Na Terapia Cognitivo-Comportamental (TCC), esses padrões são chamados de distorções cognitivas. São pequenos "bugs" no processamento de informações que alteram nossa percepção da realidade e mantêm o ciclo ansioso girando sem parar.
Uma das distorções mais comuns é a catastrofização. É quando sua mente se torna uma especialista em antecipar o pior cenário possível e passa a tratá-lo como um fato consumado. Perguntas como “E se eu travar na reunião?” ou “E se algo acontecer com minha família?” disparam um alarme falso.

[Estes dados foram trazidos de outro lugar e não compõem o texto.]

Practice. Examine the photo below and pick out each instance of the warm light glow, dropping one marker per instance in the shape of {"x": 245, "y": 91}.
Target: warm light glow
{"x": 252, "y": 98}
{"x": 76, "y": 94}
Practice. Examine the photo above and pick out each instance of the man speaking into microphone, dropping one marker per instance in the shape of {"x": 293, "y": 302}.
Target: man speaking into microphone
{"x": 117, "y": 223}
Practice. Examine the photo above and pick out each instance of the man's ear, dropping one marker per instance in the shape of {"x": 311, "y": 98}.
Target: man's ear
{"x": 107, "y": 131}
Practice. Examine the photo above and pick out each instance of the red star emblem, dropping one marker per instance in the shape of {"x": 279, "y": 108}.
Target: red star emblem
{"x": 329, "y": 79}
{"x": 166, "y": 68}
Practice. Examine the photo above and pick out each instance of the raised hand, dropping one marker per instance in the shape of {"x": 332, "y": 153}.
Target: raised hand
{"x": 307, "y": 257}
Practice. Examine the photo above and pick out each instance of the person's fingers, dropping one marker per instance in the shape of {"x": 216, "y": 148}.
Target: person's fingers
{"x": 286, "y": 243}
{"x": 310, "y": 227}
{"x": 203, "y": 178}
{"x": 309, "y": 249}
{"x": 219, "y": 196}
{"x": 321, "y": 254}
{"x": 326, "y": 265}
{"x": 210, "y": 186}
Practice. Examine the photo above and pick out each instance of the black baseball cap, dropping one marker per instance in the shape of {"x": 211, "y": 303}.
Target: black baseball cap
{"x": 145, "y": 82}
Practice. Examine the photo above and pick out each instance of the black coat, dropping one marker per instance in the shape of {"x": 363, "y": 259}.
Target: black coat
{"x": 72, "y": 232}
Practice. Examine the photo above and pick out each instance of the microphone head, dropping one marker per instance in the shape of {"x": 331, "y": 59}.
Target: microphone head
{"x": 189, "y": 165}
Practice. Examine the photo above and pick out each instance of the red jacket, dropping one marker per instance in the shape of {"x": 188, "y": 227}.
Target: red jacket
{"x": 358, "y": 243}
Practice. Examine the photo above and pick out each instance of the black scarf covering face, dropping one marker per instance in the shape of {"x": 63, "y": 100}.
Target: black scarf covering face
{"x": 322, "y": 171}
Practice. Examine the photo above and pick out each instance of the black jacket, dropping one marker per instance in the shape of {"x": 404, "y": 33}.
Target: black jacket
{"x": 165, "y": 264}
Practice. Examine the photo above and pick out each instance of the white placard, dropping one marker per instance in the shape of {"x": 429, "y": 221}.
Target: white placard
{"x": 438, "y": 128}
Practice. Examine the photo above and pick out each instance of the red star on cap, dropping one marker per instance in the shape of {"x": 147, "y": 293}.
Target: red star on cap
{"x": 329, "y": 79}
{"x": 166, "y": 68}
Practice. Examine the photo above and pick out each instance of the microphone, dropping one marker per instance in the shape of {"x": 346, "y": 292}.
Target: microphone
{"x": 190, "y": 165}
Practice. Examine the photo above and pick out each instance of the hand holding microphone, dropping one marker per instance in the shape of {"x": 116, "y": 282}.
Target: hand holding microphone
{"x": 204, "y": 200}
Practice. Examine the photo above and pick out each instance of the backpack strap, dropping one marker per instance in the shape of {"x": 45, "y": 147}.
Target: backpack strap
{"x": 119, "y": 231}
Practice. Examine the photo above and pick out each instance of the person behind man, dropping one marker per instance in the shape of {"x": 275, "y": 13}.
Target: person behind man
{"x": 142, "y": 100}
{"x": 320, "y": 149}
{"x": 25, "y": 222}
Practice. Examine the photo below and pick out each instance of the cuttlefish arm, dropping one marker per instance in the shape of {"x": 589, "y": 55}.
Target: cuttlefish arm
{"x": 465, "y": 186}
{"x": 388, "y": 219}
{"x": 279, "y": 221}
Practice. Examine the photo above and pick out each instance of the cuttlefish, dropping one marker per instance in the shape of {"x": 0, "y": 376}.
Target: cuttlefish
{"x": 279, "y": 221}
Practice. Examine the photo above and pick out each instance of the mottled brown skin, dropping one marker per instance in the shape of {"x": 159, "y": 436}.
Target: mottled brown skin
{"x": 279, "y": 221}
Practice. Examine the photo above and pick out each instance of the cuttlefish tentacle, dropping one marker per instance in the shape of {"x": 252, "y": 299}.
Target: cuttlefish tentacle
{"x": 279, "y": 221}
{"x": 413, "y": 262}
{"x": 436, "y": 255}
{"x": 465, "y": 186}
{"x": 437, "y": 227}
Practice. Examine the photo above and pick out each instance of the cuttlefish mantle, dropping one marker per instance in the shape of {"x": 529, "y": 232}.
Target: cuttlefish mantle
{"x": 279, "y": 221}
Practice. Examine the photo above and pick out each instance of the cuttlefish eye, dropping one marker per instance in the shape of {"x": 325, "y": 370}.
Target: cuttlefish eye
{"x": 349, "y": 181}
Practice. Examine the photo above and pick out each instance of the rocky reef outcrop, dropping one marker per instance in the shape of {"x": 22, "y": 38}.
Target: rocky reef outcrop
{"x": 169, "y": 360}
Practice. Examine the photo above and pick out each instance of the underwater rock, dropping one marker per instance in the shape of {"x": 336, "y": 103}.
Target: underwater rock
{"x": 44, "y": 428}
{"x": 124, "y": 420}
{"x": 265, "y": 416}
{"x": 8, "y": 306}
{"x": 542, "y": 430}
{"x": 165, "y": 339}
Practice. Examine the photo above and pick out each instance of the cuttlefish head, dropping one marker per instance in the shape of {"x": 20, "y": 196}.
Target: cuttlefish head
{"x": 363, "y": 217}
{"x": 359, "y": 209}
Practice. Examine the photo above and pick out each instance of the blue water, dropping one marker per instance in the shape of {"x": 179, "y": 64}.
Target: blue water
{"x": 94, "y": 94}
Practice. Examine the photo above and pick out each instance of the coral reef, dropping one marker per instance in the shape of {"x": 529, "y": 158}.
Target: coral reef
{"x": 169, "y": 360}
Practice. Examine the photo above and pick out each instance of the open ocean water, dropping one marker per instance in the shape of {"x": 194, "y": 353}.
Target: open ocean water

O problema é que o cérebro não sabe distinguir uma ameaça imaginária de uma real: mesmo sem evidências concretas, seu corpo libera cortisol e adrenalina, reagindo como se a tragédia já estivesse acontecendo agora.
Outra falha frequente de processamento é a leitura mental. Aqui, a pessoa acredita piamente que sabe o que os outros estão pensando — e o veredito é quase sempre negativo. “Devem estar me achando ridículo” ou “Tenho certeza de que estão me julgando” são interpretações sem base em fatos que geram insegurança, vergonha e reforçam o medo da exposição social. No fim das contas, você não está reagindo ao que os outros pensam, mas ao que você acha que eles pensam.
Há também o deverismo, marcado por uma rigidez gramatical interna: “eu deveria ser perfeito”, “eu tenho que dar conta de tudo”. Esse padrão cria uma pressão interna constante baseada em exigências irreais. O resultado? Uma fábrica de culpa, autocobrança excessiva e, inevitavelmente, o esgotamento.
A boa notícia é que esses modos de pensar não são defeitos genéticos ou traços de personalidade imutáveis. Eles são padrões aprendidos ao longo da vida e, justamente por isso, podem ser desaprendidos e modificados.
O primeiro passo para a mudança é a consciência: reconhecer que esses filtros existem e entender como eles sabotam suas emoções e comportamentos. Quando você para de obedecer cegamente a essas "vozes" e começa a questionar as evidências por trás delas, o ciclo da ansiedade começa a perder força.
Se você sente que seus pensamentos se tornaram muros altos demais para pular sozinho, a terapia é o laboratório ideal para observar, questionar e reestruturar esse funcionamento. Afinal, a realidade costuma ser muito menos assustadora do que o filme que sua mente insiste em projetar.